I remember because it illstrates how far we have to come with race in our nation. Tulia was in the national media portrayed as an abberation of the Deep South, a vestige of Jim Crow. There's no doubt that there was, and is, racism there. I visited there two weeks ago helping a friend with thesis research he was doing. The person at the newspaper was totally unhelpful, the librarian marginally more helpful. It was clear though that the drug bust was something they wanted to go away. Not because of injustice- we heard that the real research to be done was "how many of them went right back to jail". They just didn't like the spotlight of the national media. But if the situation had been reversed- if these had been majority white defendants- you know that the justice system would have worked for them better than did for the Tulia 47.
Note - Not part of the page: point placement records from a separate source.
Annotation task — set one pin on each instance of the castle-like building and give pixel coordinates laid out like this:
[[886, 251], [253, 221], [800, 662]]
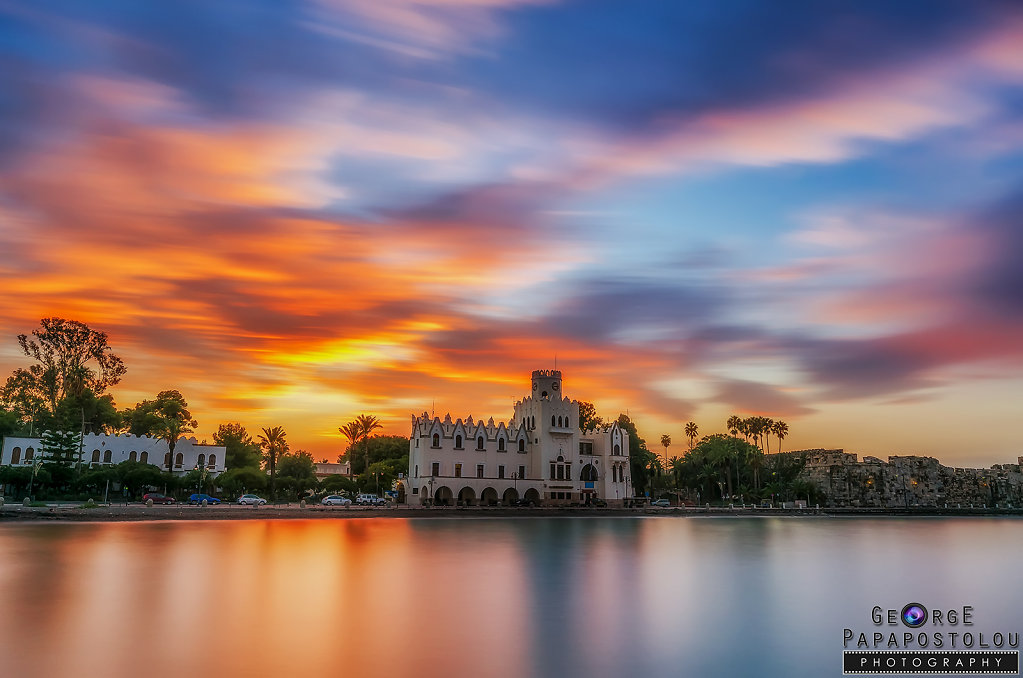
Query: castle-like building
[[540, 455]]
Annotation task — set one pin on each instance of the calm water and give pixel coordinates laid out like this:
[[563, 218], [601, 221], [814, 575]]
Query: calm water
[[656, 596]]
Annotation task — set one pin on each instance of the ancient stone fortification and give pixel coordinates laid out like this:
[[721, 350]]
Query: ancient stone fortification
[[910, 481]]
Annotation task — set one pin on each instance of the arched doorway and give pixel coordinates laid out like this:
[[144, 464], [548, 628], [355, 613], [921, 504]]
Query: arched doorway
[[443, 496]]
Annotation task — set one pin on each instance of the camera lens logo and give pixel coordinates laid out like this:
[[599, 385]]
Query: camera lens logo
[[915, 615]]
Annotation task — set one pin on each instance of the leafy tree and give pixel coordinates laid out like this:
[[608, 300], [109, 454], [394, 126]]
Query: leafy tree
[[97, 413], [166, 417], [10, 422], [241, 450], [60, 447], [382, 448], [63, 352], [274, 443], [17, 477], [137, 477], [781, 430], [588, 418], [639, 455]]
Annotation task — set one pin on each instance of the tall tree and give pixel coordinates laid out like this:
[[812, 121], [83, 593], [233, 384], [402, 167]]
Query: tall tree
[[240, 450], [639, 455], [781, 431], [732, 424], [63, 352], [353, 433], [692, 431], [167, 417], [275, 443], [367, 424], [588, 418]]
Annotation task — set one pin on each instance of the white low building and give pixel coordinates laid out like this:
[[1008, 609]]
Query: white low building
[[540, 455], [103, 449]]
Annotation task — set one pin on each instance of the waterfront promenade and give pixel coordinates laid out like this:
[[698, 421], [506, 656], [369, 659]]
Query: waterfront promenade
[[133, 512]]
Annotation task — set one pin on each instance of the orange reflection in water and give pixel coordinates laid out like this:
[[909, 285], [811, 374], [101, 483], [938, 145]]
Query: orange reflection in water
[[281, 598]]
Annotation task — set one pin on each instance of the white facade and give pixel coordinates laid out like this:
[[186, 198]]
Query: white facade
[[540, 454], [102, 449]]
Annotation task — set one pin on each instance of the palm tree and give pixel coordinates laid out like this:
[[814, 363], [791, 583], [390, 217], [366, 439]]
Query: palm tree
[[781, 430], [352, 432], [273, 442], [768, 427], [367, 424], [692, 431], [732, 424]]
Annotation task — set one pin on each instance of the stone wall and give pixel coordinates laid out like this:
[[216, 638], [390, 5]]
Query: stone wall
[[910, 481]]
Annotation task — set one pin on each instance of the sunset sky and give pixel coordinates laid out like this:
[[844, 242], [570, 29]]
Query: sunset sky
[[298, 212]]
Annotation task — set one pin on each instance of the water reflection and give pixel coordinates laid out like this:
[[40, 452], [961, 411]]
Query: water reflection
[[480, 597]]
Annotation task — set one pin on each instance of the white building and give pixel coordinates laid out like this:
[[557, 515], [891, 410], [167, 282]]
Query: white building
[[540, 454], [103, 449]]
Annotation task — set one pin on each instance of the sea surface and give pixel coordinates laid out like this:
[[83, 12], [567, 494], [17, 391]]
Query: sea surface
[[477, 597]]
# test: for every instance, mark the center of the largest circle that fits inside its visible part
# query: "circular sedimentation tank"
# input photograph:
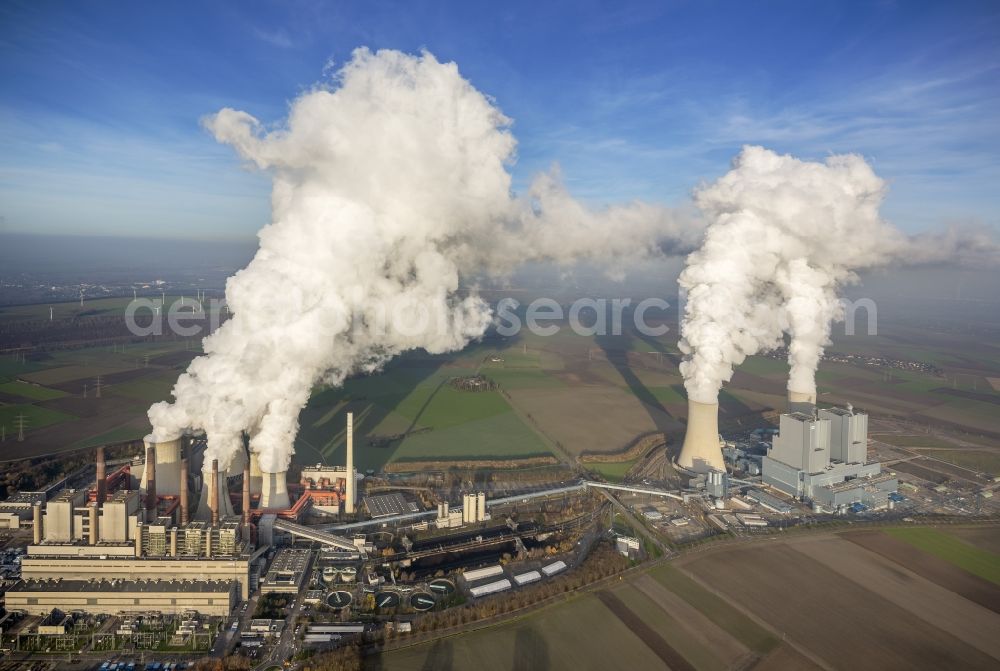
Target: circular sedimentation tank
(442, 586)
(386, 600)
(421, 601)
(339, 599)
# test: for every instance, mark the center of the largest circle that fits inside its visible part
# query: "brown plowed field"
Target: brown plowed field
(946, 610)
(936, 570)
(984, 538)
(841, 622)
(653, 641)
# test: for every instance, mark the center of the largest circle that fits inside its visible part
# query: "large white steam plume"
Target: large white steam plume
(783, 236)
(388, 185)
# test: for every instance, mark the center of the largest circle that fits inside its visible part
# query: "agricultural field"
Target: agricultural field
(775, 604)
(951, 549)
(57, 395)
(894, 618)
(561, 394)
(548, 639)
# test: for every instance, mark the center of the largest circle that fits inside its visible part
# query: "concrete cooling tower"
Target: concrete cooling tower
(274, 490)
(702, 448)
(256, 477)
(168, 466)
(209, 495)
(803, 402)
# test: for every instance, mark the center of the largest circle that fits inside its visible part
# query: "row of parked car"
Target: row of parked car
(151, 666)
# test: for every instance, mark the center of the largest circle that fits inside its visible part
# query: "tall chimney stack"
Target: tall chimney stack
(246, 493)
(350, 484)
(150, 484)
(702, 449)
(800, 401)
(102, 477)
(213, 493)
(36, 511)
(185, 501)
(92, 511)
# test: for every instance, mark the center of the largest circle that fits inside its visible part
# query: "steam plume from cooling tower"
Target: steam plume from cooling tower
(388, 185)
(783, 236)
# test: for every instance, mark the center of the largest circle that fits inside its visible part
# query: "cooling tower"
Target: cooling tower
(213, 492)
(803, 402)
(702, 448)
(101, 477)
(149, 482)
(185, 514)
(274, 490)
(246, 493)
(204, 512)
(168, 466)
(256, 477)
(351, 483)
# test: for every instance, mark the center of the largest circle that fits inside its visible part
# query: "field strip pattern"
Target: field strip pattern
(694, 622)
(935, 569)
(936, 605)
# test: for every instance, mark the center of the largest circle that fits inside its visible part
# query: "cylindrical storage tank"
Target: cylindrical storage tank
(804, 402)
(168, 466)
(702, 449)
(274, 492)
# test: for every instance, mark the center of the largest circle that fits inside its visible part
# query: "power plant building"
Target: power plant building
(824, 458)
(113, 596)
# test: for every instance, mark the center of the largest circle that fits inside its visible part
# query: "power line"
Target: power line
(20, 428)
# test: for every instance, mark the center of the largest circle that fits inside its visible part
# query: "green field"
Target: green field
(414, 397)
(32, 391)
(35, 417)
(945, 546)
(745, 630)
(910, 441)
But I have to think- Tulia is not the abberation as much as it is a reflection. People may not be as openly racist as they were before, but make no mistakes, we're not close to solving our racial problems. It's incidents like Tulia- and Jasper, and Jena, etc...- that prove to us how far we have to come. And it's not only in the South- even in Cambridge, Massachusetts, an African-American man can be arrested for breaking into...his own home.
I remember for all these reasons.
But most of all, I remember, because the blame partially lies with me. I was an undergraduate at Texas Tech at the time, and I saw the story in the local newspaper. I had started to move much more to the left at that time, and was probably one of the more liberal people in Lubbock.
But on that day, even I thought, "they're probably guilty".
And that is why I bear the shame of Tulia. Ten years later, I remember Tulia. May we never forget.